Digital Infrastructures: Summer 2025 Courses

To enroll, visit Berkeley Summer Sessions! To find out more about Digital Infrastructures, watch Nicole Starosielski describe Digital Infrastructure 101 in 101 seconds here, and check out the full video here!

This summer, we are offering the following classes:

Digital Infrastructure 101 | Session A

This course offers an in-depth exploration of the foundational elements of digital infrastructure. It examines the critical role of these physical infrastructures in emergent internet technologies such as cloud computing and edge computing. Students will investigate how data centers and cables underpin modern digital services such as video streaming, online gaming, and e-commerce. The course will cover the historical development of data centers and cables, their impact on the evolving landscape of internet technology, and the core components of these facilities and networks. By understanding these critical components, students will gain a comprehensive view of how digital infrastructure supports and transforms the modern world.

NWMEDIA 131-001: Digital Infrastructure - asynchronous

NWMEDIA 131-002: Digital Infrastructure - synchronous

Approved for: Historical Studies L&S Breadth; History of the Built Environment Minor, Geography major & minor (non-Geography requirement), STS Minor in Human Contexts of Data and Computing and Environmental Change and Society.

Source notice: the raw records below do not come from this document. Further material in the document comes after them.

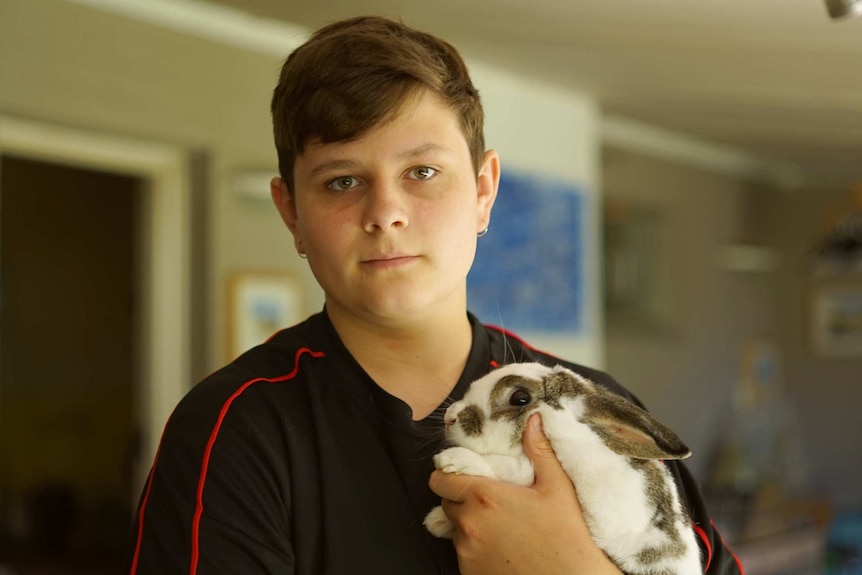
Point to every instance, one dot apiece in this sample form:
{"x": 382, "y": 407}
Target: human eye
{"x": 422, "y": 173}
{"x": 342, "y": 183}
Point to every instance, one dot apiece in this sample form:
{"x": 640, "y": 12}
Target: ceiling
{"x": 778, "y": 79}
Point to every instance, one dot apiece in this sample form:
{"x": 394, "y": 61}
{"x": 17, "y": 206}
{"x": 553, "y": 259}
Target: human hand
{"x": 505, "y": 529}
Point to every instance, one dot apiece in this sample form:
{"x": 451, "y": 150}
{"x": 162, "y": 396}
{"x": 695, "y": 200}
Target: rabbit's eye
{"x": 519, "y": 398}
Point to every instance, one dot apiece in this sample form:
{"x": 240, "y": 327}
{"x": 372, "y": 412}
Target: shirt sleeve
{"x": 717, "y": 557}
{"x": 215, "y": 501}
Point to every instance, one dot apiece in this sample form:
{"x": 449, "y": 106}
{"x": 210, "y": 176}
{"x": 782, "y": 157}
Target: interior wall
{"x": 685, "y": 362}
{"x": 115, "y": 75}
{"x": 827, "y": 390}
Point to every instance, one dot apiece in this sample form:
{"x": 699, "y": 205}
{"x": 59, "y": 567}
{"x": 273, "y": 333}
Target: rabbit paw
{"x": 463, "y": 461}
{"x": 438, "y": 524}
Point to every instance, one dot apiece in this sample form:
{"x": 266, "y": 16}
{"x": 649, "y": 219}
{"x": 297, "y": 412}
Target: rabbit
{"x": 610, "y": 448}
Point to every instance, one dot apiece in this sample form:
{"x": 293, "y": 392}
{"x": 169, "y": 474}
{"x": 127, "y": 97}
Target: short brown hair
{"x": 354, "y": 74}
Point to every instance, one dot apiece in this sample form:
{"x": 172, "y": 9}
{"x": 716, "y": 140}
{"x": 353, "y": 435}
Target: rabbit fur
{"x": 610, "y": 448}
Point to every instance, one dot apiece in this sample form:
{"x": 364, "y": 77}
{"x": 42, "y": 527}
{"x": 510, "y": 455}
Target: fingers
{"x": 539, "y": 450}
{"x": 454, "y": 487}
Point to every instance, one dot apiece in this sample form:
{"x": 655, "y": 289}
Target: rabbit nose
{"x": 451, "y": 416}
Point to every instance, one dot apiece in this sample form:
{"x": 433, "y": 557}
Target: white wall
{"x": 541, "y": 129}
{"x": 101, "y": 71}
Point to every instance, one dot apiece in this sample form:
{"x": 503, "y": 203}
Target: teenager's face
{"x": 389, "y": 221}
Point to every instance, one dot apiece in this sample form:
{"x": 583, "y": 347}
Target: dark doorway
{"x": 67, "y": 366}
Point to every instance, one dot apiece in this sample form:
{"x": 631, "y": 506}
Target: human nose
{"x": 384, "y": 208}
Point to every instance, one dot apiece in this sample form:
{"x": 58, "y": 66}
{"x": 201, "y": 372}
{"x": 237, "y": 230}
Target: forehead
{"x": 423, "y": 124}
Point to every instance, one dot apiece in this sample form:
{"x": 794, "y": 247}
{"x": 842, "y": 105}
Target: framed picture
{"x": 260, "y": 303}
{"x": 837, "y": 321}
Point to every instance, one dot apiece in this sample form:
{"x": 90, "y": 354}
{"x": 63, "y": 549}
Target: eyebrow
{"x": 347, "y": 165}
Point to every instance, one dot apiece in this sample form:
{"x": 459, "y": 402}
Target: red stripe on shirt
{"x": 729, "y": 550}
{"x": 705, "y": 538}
{"x": 199, "y": 507}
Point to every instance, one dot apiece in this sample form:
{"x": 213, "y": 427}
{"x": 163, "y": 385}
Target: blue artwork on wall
{"x": 528, "y": 273}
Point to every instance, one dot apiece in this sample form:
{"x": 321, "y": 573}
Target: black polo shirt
{"x": 291, "y": 460}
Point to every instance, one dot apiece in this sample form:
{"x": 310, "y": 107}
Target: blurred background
{"x": 714, "y": 148}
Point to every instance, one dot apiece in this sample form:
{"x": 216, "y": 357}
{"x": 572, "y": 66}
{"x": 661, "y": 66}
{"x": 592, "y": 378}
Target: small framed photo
{"x": 837, "y": 321}
{"x": 260, "y": 303}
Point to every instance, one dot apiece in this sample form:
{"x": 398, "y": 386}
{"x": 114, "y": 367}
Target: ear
{"x": 629, "y": 430}
{"x": 285, "y": 203}
{"x": 488, "y": 182}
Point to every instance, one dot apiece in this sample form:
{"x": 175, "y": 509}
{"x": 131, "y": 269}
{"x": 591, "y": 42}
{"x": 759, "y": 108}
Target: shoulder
{"x": 247, "y": 382}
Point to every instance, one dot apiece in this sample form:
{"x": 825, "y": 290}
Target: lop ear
{"x": 630, "y": 431}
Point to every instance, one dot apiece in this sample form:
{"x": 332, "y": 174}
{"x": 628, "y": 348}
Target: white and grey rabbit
{"x": 610, "y": 448}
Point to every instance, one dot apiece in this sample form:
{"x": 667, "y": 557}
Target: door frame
{"x": 163, "y": 255}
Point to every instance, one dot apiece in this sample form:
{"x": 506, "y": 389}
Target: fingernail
{"x": 536, "y": 423}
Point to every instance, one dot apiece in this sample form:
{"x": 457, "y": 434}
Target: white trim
{"x": 164, "y": 253}
{"x": 214, "y": 22}
{"x": 666, "y": 144}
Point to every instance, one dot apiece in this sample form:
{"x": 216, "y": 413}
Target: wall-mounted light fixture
{"x": 842, "y": 8}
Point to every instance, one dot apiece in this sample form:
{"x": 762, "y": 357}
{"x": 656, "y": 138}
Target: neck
{"x": 418, "y": 361}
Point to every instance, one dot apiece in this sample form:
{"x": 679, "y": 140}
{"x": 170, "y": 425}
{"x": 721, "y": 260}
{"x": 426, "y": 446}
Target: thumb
{"x": 539, "y": 450}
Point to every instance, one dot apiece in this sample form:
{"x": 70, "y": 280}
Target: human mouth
{"x": 388, "y": 261}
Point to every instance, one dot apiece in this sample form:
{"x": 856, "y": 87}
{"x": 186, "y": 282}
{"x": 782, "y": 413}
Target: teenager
{"x": 312, "y": 453}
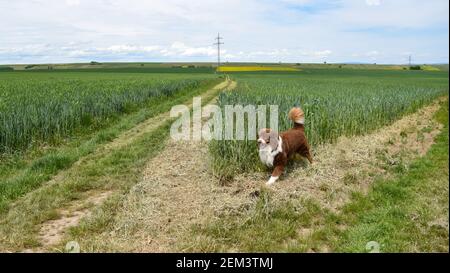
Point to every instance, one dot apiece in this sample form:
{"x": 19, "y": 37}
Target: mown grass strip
{"x": 114, "y": 171}
{"x": 405, "y": 214}
{"x": 408, "y": 213}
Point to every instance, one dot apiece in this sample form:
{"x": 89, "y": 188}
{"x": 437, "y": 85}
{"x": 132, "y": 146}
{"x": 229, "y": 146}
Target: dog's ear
{"x": 261, "y": 132}
{"x": 273, "y": 139}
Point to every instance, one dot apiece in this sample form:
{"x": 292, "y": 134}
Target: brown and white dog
{"x": 276, "y": 149}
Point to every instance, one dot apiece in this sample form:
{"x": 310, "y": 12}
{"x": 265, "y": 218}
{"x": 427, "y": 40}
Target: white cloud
{"x": 254, "y": 30}
{"x": 72, "y": 2}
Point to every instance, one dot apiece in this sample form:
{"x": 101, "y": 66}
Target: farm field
{"x": 336, "y": 103}
{"x": 87, "y": 157}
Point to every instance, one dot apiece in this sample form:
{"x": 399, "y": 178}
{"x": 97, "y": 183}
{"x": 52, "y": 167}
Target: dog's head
{"x": 267, "y": 137}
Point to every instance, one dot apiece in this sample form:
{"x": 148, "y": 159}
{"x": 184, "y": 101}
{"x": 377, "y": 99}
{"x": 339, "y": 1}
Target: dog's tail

Taught by: Nicole Starosielski

Nicole Starosielski, Professor of Film and Media at the University of California-Berkeley and the Berkeley Center for New Media, conducts research on global internet infrastructure, with a focus on the subsea cables that carry almost 100% of transoceanic internet traffic. Starosielski is author or co-editor of over thirty articles and five books on media, infrastructure, and environments, including: The Undersea Network (2015), which chronicled the history and present of the subsea telecommunications cable network from the 1800s to today.

How to Build a Global Internet: Digital Infrastructure Projects from Subsea Cables to Data Centers | Session D

You are tasked with constructing subsea cables that stretch across oceans and data centers that store and compute digital content. Without these foundational infrastructures, a global internet could not exist. Yet these mega-projects can cost hundreds of millions of dollars and take years to execute. What is required to build such massive systems and facilities? What kinds of political, environmental, and technological challenges will you face? In this class, as you consider developing the internet’s backbone in different parts of the world, you will learn to answer these questions.

NWMEDIA 132-001: How to Build a Global Internet - asynchronous

NWMEDIA 132-002: How to Build a Global Internet - synchronous

Approved for: Philosophy and Values L&S Breadth, Political Economy minor in the Science, Technology, and Economic Development, History of the Built Environment minor, Certificate in New Media electives, Sustainable Design minor, Media Studies Digital Studies

Taught by: Erick Contag

Erick Contag (President – Board of Trustees | SubOptic Foundation; Founder – CEO | StratWorks, Inc; Independent Board Member | Padtec; Co-Founder & Board Advisor | Seafields Solutions, Ltd; Former CEO and Executive Chairman | GlobeNet Cabos Submarinos) is a seasoned strategist driven by his passion for building and managing sustainable digital infrastructures. With over twenty-five years of executive management, entrepreneurship, marketing & sales, and business development experience, he specializes in building high-performance teams, fostering growth, and scalability.

Tech Wars: Security, Geopolitics, and Resilience of Digital Infrastructures | Session D

The internet is not only a place for sharing and interconnection, it is also a site of conflict, competition, and geopolitics. This course takes the students deep into the importance of security and protection to the digital infrastructures that support all internet traffic, especially the subsea cables and data centers that form the network’s backbone.

NWMEDIA 133-001: Tech Wars - asynchronous

NWMEDIA 133-002: Tech Wars - synchronous

Approved for: Political Economy minor in Science, Technology, and Economic Development, Certificate in New Media, Public Policy Minor, Media Studies Media, Law, and Policy, STS Minor in Human Contexts of Data and Computing and Environmental Change and Society

Taught by: Jospeh B. Keller

Joseph B. Keller is a neuroscientist-turned global technology policy researcher and lecturer. His research interests explore emerging technologies and their governance implications for security, geopolitics, and the environment, including a focus on subsea cable security challenges and the environmental impacts of AI research and development.